Altered pharmacokinetics of 1α,25-dihydroxyvitamin D3 and 25-hydroxyvitamin D3 in the blood and tissues of the 25-hydroxyvitamin D-24-hydroxylase (Cyp24a1) null mouse

The 25-hydroxyvitamin D-24-hydroxylase (CYP24A1) plays an important role in regulating concentrations of both the precursor 25-hydroxyvitamin D-3 [25(OH)D-3] and the hormone 1alpha,25-dihydroxyvitamin D-3 [1alpha,25(OH)(2)D-3]. Previous studies suggest that Cyp24a1-null mice cannot clear exogenous 1alpha,25(OH)(2)D-3 efficiently. Here, we examined the metabolic clearance in Cyp24a1-null mice in vivo and in vitro using a physiological dose of [1beta-H-3]1alpha,25(OH)(2)D-3 or [26,27-methyl-H-3] 25(OH)D-3. Cyp24a1-null mice showed difficulty in eliminating [1beta-H-3]1alpha,25(OH)(2)D-3 from the bloodstream and tissues over a 96-h time course, whereas heterozygotic mice eliminated the hormone within 6-12 h, although there was clearance of labeled hormone into water-soluble products involving liver in both genotypes. RT-PCR showed that Cyp24a1-null mice have decreased expression of 25-hydroxyvitamin D-1alpha-hydroxylase that must play a role in their survival.

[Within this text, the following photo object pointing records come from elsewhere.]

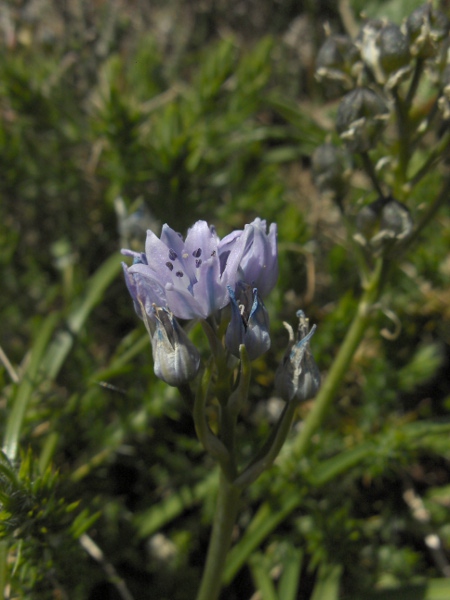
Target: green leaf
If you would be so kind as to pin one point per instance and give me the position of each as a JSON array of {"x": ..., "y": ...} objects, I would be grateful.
[
  {"x": 327, "y": 583},
  {"x": 290, "y": 577},
  {"x": 27, "y": 386},
  {"x": 264, "y": 522},
  {"x": 261, "y": 577}
]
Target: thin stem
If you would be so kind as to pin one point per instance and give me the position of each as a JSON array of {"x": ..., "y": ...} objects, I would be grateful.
[
  {"x": 370, "y": 170},
  {"x": 271, "y": 448},
  {"x": 3, "y": 562},
  {"x": 414, "y": 82},
  {"x": 341, "y": 363},
  {"x": 224, "y": 519},
  {"x": 428, "y": 215},
  {"x": 403, "y": 134},
  {"x": 434, "y": 157}
]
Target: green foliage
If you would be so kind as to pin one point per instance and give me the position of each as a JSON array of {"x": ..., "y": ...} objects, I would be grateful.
[{"x": 184, "y": 122}]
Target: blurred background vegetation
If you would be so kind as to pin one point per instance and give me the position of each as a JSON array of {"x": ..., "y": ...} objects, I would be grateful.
[{"x": 118, "y": 116}]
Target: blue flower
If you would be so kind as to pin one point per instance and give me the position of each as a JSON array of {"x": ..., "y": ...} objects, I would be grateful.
[
  {"x": 249, "y": 323},
  {"x": 259, "y": 264},
  {"x": 298, "y": 377},
  {"x": 191, "y": 277}
]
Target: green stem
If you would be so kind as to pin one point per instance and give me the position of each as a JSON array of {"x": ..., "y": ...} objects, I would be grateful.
[
  {"x": 370, "y": 170},
  {"x": 271, "y": 448},
  {"x": 224, "y": 519},
  {"x": 3, "y": 562},
  {"x": 340, "y": 365},
  {"x": 403, "y": 134},
  {"x": 428, "y": 215}
]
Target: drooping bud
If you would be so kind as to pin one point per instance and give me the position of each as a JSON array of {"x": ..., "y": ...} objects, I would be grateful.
[
  {"x": 385, "y": 50},
  {"x": 176, "y": 359},
  {"x": 249, "y": 324},
  {"x": 334, "y": 65},
  {"x": 426, "y": 27},
  {"x": 383, "y": 224},
  {"x": 361, "y": 117},
  {"x": 298, "y": 376}
]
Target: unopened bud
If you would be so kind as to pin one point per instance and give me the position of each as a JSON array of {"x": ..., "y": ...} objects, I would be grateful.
[
  {"x": 298, "y": 376},
  {"x": 361, "y": 117},
  {"x": 384, "y": 49},
  {"x": 426, "y": 28},
  {"x": 176, "y": 359},
  {"x": 383, "y": 224},
  {"x": 334, "y": 65},
  {"x": 249, "y": 324}
]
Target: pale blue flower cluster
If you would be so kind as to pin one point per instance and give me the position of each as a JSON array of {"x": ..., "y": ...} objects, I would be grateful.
[{"x": 194, "y": 278}]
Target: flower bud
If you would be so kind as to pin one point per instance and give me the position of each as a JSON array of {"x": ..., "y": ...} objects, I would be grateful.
[
  {"x": 382, "y": 224},
  {"x": 384, "y": 49},
  {"x": 298, "y": 376},
  {"x": 334, "y": 65},
  {"x": 330, "y": 169},
  {"x": 176, "y": 359},
  {"x": 249, "y": 324},
  {"x": 360, "y": 119},
  {"x": 426, "y": 27}
]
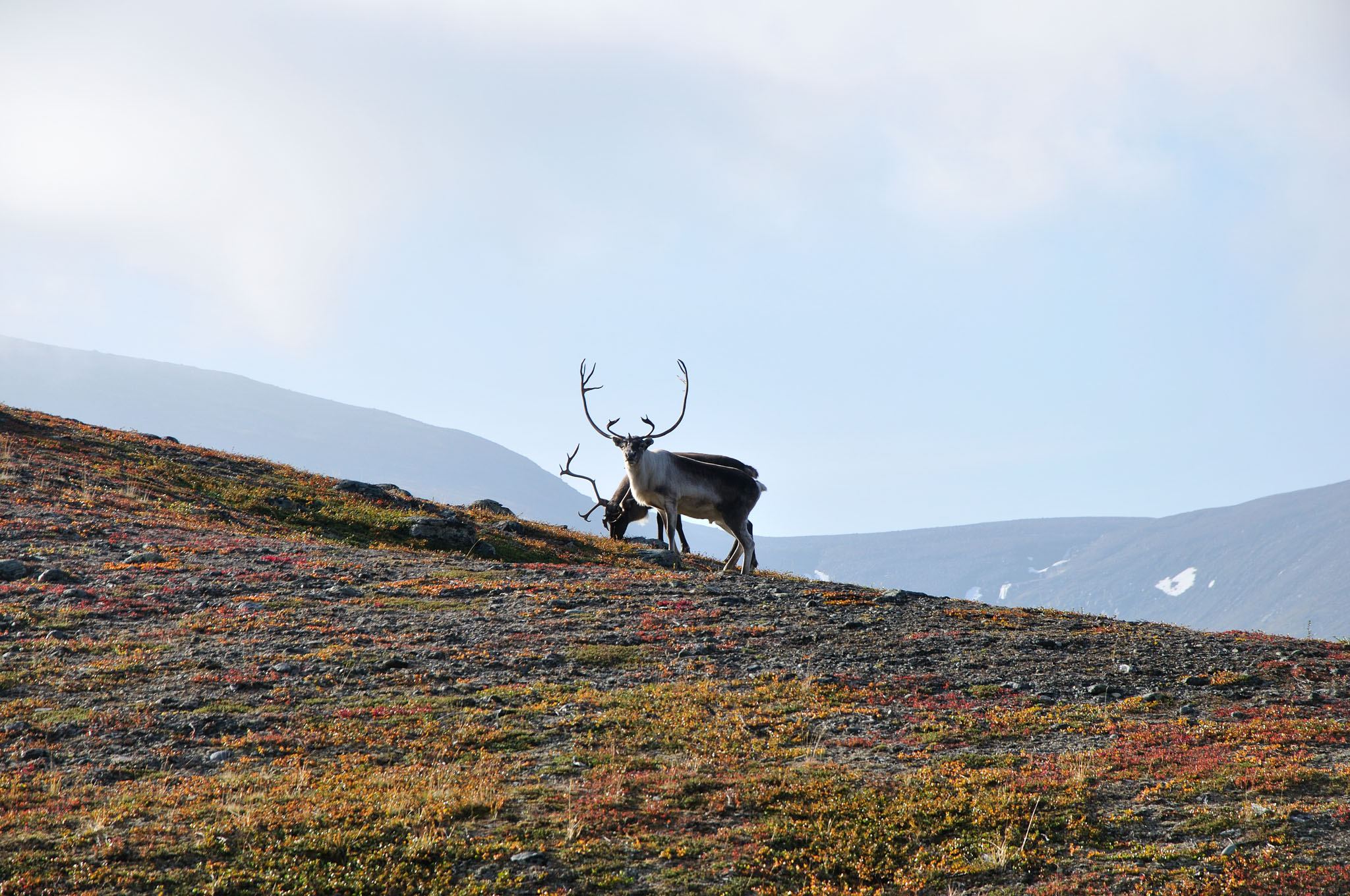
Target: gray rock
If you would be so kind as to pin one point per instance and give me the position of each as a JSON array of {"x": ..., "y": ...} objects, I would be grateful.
[
  {"x": 362, "y": 490},
  {"x": 492, "y": 507},
  {"x": 443, "y": 532}
]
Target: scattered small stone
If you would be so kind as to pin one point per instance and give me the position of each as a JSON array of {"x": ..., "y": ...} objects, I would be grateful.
[
  {"x": 362, "y": 490},
  {"x": 492, "y": 507},
  {"x": 659, "y": 557}
]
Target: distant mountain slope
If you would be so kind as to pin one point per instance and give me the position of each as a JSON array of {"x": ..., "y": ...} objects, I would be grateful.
[
  {"x": 953, "y": 561},
  {"x": 234, "y": 413},
  {"x": 1276, "y": 565}
]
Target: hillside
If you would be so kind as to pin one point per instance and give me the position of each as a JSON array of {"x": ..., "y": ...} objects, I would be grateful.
[
  {"x": 227, "y": 677},
  {"x": 234, "y": 413}
]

After the administration of [26,27-methyl-H-3]25(OH)D-3, Cyp24a1-null mice showed higher [26,27-methyl-H-3]25(OH)D-3 levels and no [26,27-methyl-H-3]24,25(OH)(2)D-3 formation, whereas heterozygotic mice showed significant [26,27-methyl-H-3]24,25(OH)(2)D-3 production. Based upon in vitro experiments, keratinocytes from Cyp24a1-null mice fail to synthesize [1beta-H-3] calcitroic acid from [1beta-H-3] 1alpha,25(OH)(2)D-3 or [26,27-methyl-H-3]24,25(OH)(2)D-3 from [26,27-methyl-H-3]25(OH)D-3 as do control mice, confirming the target cell catabolic role of CYP24A1 in these processes. Finally, the role of vitamin D receptor (VDR) in the vitamin D catabolic cascade was examined using VDR-null mice. Keratinocytes from VDR-null mice failed to metabolize [1beta-H-3]1alpha,25(OH)(2)D-3 confirming the importance of vitamin D-inducible, VDR-mediated, C24 oxidation pathway in target cells. These results suggest that the absence of CYP24A1 or VDR retards catabolism of 1alpha,25(OH)(2)D-3 and 25(OH)D-3, reinforcing the physiological importance of CYP24A1 in vitamin D homeostasis.